Originally Posted by drew
IMO Sask is currently benefiting more from return homers from Alberta than anything else. This will likely slow down considerably after a few short years. After that they will need to increase international migrants, there are only so many expats that will be in a position to move back home.
Manitoba gets a lot a international immigrants due to the nominee program, and I would imagine its at a substantially higher percentage per capita than Sask. I think that as long as this program remains successful it will set up Manitoba for steady growth long term.
Originally Posted by dsim249
^ I can't argue with that.
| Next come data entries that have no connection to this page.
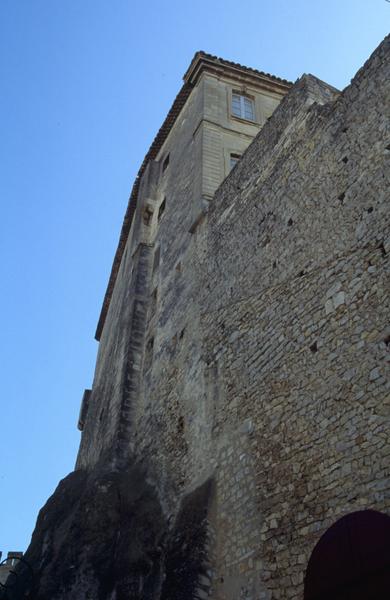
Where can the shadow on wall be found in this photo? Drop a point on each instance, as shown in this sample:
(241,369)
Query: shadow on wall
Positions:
(351,560)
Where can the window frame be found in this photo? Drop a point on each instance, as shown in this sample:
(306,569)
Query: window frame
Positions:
(242,97)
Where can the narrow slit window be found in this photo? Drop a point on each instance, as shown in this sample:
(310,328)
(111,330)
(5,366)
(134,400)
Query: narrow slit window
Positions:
(156,260)
(161,208)
(147,216)
(234,158)
(165,163)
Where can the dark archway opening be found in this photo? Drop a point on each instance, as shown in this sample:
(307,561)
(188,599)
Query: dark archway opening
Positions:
(351,560)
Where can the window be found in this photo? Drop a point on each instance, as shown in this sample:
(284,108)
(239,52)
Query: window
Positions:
(243,107)
(234,158)
(156,259)
(165,163)
(147,215)
(161,208)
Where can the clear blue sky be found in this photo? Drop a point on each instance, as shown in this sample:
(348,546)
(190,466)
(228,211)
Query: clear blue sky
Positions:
(85,85)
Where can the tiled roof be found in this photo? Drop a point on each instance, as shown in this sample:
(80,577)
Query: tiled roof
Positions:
(153,151)
(229,63)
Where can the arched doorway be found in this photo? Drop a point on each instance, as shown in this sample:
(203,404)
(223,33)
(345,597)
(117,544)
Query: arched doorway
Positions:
(352,560)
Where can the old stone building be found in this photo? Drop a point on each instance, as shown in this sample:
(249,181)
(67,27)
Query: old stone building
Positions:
(239,413)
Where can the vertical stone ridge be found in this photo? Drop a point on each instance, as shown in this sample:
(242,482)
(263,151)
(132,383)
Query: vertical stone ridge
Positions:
(135,350)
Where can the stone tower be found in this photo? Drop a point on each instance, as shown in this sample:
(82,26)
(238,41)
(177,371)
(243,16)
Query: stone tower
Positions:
(238,408)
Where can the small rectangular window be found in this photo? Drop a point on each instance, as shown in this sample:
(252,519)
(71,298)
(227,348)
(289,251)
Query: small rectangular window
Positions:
(147,215)
(165,163)
(156,260)
(234,158)
(161,208)
(243,107)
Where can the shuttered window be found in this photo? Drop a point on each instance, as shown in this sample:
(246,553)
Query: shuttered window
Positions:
(243,107)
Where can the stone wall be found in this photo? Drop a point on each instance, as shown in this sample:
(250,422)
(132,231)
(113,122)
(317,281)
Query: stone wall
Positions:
(295,326)
(250,349)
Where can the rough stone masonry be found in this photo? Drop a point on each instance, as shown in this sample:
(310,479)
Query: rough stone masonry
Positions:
(240,405)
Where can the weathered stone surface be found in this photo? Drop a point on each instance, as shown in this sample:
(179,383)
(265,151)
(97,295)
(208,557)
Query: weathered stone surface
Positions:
(250,349)
(99,536)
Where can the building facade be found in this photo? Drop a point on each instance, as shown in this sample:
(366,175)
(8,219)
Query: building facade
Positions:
(243,343)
Although, doesn't this suggest otherwise?
Taken from the Star Phoenix
"Saskatchewan growth rate of 0.47 per cent in the past three months was second only to British Columbia among Canadian provinces. The growth was spurred by a natural increase (births minus deaths) of 1,495, net interprovincial migration of 823 (AKA Alberta, mostly) and net international migration of 2,527."
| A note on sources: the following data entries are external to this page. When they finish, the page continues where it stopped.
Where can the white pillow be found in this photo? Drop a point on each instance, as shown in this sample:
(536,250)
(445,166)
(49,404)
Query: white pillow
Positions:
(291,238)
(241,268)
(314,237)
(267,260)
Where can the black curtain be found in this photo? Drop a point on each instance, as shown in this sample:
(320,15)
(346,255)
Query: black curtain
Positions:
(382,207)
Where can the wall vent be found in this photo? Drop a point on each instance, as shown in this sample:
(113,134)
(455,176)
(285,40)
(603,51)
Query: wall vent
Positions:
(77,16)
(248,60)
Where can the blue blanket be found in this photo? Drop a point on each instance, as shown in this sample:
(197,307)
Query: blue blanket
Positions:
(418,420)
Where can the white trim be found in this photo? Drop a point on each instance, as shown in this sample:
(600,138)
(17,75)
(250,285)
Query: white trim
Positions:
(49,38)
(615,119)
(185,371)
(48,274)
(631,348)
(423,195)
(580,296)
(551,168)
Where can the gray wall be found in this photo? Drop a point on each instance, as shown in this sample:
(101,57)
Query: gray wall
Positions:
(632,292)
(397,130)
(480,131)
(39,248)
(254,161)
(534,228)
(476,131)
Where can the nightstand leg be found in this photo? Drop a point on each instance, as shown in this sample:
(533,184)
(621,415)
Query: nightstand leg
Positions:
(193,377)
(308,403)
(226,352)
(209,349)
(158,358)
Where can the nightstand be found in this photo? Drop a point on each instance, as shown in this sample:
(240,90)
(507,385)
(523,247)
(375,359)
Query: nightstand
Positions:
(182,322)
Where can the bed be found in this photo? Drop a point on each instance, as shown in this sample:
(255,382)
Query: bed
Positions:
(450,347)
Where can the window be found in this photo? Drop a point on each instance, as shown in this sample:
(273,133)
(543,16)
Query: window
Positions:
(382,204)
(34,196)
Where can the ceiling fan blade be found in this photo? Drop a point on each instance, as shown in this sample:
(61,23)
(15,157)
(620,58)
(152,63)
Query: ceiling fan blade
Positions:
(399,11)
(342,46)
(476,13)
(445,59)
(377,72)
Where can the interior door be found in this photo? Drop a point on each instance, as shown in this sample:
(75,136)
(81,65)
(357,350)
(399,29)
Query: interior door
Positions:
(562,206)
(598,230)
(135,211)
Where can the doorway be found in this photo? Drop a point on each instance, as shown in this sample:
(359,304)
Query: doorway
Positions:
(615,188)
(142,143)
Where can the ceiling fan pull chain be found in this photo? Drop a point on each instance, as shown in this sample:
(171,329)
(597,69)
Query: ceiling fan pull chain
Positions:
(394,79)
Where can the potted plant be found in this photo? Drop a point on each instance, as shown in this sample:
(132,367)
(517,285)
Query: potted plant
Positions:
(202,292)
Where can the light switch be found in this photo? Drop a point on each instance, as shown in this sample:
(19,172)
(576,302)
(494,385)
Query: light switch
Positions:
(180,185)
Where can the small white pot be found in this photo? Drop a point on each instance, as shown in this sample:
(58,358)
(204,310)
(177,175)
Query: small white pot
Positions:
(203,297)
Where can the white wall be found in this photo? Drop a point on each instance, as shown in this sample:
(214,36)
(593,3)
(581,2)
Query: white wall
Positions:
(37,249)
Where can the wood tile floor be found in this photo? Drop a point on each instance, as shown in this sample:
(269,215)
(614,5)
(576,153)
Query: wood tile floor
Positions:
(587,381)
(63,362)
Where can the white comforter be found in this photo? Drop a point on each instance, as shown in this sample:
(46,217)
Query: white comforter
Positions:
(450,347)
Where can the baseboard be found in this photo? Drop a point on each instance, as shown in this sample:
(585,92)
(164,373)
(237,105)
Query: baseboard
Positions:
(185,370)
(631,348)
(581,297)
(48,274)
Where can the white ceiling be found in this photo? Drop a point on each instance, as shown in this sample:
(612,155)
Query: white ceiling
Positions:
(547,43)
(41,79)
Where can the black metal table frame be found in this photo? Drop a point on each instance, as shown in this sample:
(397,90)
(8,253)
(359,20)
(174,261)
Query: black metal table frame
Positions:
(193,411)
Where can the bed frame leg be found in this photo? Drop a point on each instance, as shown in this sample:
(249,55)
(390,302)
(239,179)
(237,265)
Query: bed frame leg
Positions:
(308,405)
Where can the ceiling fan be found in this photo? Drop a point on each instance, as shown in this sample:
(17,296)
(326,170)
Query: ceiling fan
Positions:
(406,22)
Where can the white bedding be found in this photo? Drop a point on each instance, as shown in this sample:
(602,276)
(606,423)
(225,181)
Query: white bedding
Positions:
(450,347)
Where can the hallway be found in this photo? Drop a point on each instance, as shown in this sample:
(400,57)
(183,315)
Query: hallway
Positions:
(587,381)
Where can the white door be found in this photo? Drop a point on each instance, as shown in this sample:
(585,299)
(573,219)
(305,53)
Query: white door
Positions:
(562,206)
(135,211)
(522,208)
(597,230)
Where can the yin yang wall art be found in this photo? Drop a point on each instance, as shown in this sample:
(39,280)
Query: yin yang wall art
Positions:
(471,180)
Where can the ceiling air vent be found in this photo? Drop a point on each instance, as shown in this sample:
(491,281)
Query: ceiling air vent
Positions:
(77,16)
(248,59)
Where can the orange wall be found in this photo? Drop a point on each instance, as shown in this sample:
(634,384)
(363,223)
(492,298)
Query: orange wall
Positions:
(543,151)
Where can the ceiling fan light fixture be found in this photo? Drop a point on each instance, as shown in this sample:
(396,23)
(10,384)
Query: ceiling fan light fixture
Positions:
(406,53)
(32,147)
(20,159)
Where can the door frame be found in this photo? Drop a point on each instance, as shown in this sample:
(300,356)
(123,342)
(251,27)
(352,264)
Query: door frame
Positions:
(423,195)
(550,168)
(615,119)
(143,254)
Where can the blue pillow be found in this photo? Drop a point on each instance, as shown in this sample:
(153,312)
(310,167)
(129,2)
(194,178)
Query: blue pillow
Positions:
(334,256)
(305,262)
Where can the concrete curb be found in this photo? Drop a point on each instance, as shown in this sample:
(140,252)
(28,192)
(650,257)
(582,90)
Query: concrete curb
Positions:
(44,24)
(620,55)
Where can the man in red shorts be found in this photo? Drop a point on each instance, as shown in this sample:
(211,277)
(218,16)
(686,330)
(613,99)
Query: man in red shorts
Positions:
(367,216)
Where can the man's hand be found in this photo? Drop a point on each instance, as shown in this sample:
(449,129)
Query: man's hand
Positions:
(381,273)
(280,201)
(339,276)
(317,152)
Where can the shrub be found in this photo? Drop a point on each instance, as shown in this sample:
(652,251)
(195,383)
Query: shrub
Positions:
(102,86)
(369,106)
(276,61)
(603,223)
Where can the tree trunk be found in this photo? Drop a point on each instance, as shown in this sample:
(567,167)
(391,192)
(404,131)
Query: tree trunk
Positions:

I'm sorry, but I'm confused. You're saying Sask's growth is mainly contributed to an influx of Saskatchewan 'expats' from Alberta?
Like I previously questioned, doesn't the quote above by Statistics Canada completely contradict that? I'm no expert in statistics, so please correct me if I am misinterpreting them.
I'm just unaware why you and ILYR are seemingly trying to disregard Sask's growth as nothing more than Sask expats, whereas Manitoba has some phenomenal international immigrant wave taking over. I think both provinces are growing in similar patterns. That's just what I've gathered from looking at the statistics, anyway. Sorry if I'm coming across brash, it's not my intention.